Any trip to the National Art Gallery in Canberra is necessarily accompanied by roadtrip pictures to start it off. I've possibly been to Canberra more times this year than the last five years combined and this trip was the impulse trip of the year, as I made a last attempt to catch Turner from the Tate before its close.
We left on Friday 13th of all days and immediately, for me, after a hellhole three weeks of continual assignments. No unfortunate things happened.

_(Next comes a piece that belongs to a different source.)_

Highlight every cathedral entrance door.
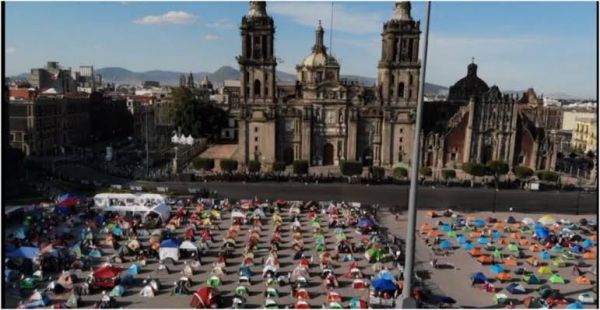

And boy, am I glad I decided to go.
As always, a larger selection of pictures can be found at Images from Nowhere.
There's always something peaceful about the drive down - just ages of bushland, highway and McDonalds rest stops; T, V and I listening to an eclectic combination of Asian pop, classical music, 1920s jazz, movie soundtracks and some truly bizarre episodes of Welcome to Night Vale, punctuated by conversation.
Most unusually, Turner from the Tate allowed photographs to be taken (just for the exhibition), which made it absolutely necessary for me to bust out my 5D and spend the next three days recovering from sore muscles I didn't know I had.
Personally, I don't really like simply taking photos of artworks in galleries - other people have done so before and possibly without the slight lens distortion due to my height - so my ideal subjects were candid shots of people interacting in the artwork or small details that could only be produced from getting up close to the artwork's presence. The textures were amazing.
Unfortunately, too many people moved hastily away when I lifted the camera, perhaps thinking they were getting in my shot and I realised there was not really a non-creepy way of saying 'no, it's okay, I just want to capture the back of your head'.
The family room was not as exciting as the Toulouse-Lautrec exhibition...mostly lots of watercolour easels and canvases for kids to draw but kind of brilliant all the same.
And there were some devastatingly beautiful paintings I couldn't help but attempt to photograph in full - if only to preserve some of their amazingly subtle features for my own viewing (and yours).
There's an amazing delicacy and subtlety to Turner's works, but the most impressive were the tiny sketchbooks on display that truly captured the carelessly beautiful detail of the artistic equivalent of 'scribbling in the margins'. The exhibition of his painting palette and the cracked, dried out paints in his painting box - glimpses of the human hands behind the works.
I could wax rhapsodic until the end of time about Turner, but I'll stop here and let the photos speak for themselves.